Quinto is supremely self-aware, perhaps as a result of losing his father to cancer at the age of seven and having to renegotiate his relationship to the world. Although he describes his childhood fondly, in idyllic terms -- “running around in the woods, and playing on my bike, setting out on adventures” -- it’s clear that his father’s death threw his world off balance. “As well-intentioned as my family was, and our immediate friends, I don’t think anyone knew how to talk to a seven-year-old at that time,” he says. “My mother was, understandably, eviscerated, and my brother, who was 14, was impacted in a very different way, because he was at the pinnacle of fishing trips and camping trips with my dad.”

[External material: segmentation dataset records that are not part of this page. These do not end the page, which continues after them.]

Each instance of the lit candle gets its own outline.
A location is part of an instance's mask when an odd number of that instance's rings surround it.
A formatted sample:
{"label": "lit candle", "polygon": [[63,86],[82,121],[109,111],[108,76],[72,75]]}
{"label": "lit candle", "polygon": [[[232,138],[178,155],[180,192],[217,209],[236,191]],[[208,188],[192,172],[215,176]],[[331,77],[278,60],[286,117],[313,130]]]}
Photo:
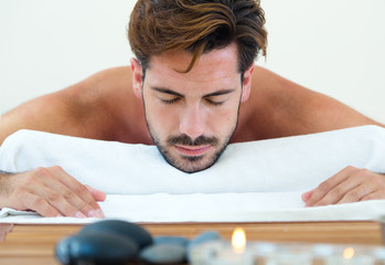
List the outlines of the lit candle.
{"label": "lit candle", "polygon": [[250,252],[246,250],[246,234],[243,229],[236,229],[232,236],[232,246],[226,244],[224,248],[208,263],[210,265],[253,265],[254,257]]}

One unexpected and happy consequence of playing Spock has been Quinto’s relationship with Leonard Nimoy, who had a cameo in the 2009 film. “I have such deep admiration and love for him,” Quinto says. “He’s an incredible man, and I’m so grateful that not only did I have this amazing creative experience, but that I developed this relationship with Leonard and his wife, Susan -- we go to dinner, we hang out, we go to the theater, we spend time together.”

Often he thinks about the life his father led. “He was really, really badass and confident and sexy and intelligent and sensitive and curious,” he says. “For years after he died, people would go out of their way to let me know how much he meant to them. And every time I heard it I was always so grateful to him for living that life. Now that I’m older, I know it’s because that’s what matters -- the things people can tell your child about you -- and I realize my father gave something really special to me even though he wasn’t here to give it to me in person.”